In 2011, a former student of McCarthy’s asked in a letter for help finding a job or paid internship for his summer break from Oberlin College & Conservatory, in Oberlin, Ohio. McCarthy’s response:
…As you don’t need to be told, Washington is packed every summer with interns. And as you DO need to be told, the word intern has French origins–meaning “slave.” Internment camps.
I’d advise staying clear of a summer slavery. But I do know of some well-paying jobs: outdoors, four or five hours a day, plenty of socializing, plus physical exercising. What job? Caddying.
Where? The top choices are the Chevy Chase Club, which is closest to your home, and a bit further away, Columbia Country Club, Burning Tree Golf Club and Congressional Country Club. The current rate for carrying two bags is $80–in cash which means no taxes taken out, unless you want taxes taken out to oil America’s war machine…

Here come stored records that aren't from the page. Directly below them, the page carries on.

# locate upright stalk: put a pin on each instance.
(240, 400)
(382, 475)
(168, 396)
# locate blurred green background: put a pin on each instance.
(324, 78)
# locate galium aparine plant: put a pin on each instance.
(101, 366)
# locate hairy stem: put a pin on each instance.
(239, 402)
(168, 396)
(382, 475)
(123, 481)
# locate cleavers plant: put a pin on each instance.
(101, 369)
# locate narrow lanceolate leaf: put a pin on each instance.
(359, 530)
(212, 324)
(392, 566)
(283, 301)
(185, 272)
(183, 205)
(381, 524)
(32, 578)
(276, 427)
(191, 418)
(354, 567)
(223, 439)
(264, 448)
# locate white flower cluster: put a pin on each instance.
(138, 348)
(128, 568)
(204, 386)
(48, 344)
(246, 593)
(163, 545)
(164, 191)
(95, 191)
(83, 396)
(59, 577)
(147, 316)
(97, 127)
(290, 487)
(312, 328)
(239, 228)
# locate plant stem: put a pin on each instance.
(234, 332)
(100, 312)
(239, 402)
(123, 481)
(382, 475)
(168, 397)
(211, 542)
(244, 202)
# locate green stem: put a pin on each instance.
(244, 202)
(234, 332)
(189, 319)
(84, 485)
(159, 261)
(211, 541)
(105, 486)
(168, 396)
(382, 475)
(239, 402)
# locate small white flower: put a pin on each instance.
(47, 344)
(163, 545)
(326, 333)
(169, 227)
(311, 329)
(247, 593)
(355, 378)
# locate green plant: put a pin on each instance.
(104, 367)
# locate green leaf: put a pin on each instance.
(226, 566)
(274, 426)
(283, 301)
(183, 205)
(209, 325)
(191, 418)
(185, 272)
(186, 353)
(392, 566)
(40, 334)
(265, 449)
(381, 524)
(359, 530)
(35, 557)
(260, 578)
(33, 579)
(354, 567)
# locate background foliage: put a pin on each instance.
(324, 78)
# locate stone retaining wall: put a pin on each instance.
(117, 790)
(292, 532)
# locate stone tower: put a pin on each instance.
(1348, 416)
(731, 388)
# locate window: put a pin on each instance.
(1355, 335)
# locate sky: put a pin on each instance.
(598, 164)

Looping at Chevy Chase would expose you to two worlds, the one of WASP high-breds and the one of nonpedigrees where caddies orbit, spinning around suns and moons of their own making: some as down-and-outs, a few as drifters who can’t or won’t hold regular jobs. Listen and learn from them. It will be far more than what you’d pick up shuffling papers with interns on K Street. You could ask Oberlin to give you three credits for your summer course in Advanced Sociology.
In 2012, a student of McCarthy’s wrote a letter explaining the benefits of playing football, a sport that McCarthy opposes on account of its violence. McCarthy’s response:
It goes without saying, but I’ll say it anyway. I appreciate the time you took to offer your thoughts on your enjoyment of playing football and what it has done for you. Nothing you wrote makes me doubt this. At the same time, though, everything you say–football “teaches you accountability. Responsibility. Determination. It teaches you how to work hard,” it “prepares you for life,” “you receive what you put in”–could as easily be said about playing on the high school soccer team or baseball team. True, those are different games but it’s certainly plausible that just as many high school soccer or baseball players could make the same claims for their sport as you do for yours….
It’s not accidental that football is the country’s most favored sport, and invading other nations to maim or kill people is our most favored way of settling disputes. It’s no accident either that veterans of the National Football League are now filing negligence suits against the owners of their former teams for injuries the way veterans of wars in Iraq and Afghanistan are seeking legal relief for their injuries. The battlefields of football and the battlefields of war zones lead to similar Post-Traumatic Stress Disorders. It can be argued that no one is forced to play football and no one is forced to join the military. Perhaps, but it has to be wondered why so few players in the NFL come from Ivy League or Little Ivy colleges and why so few soldiers in Iraq and Afghanistan are from those schools.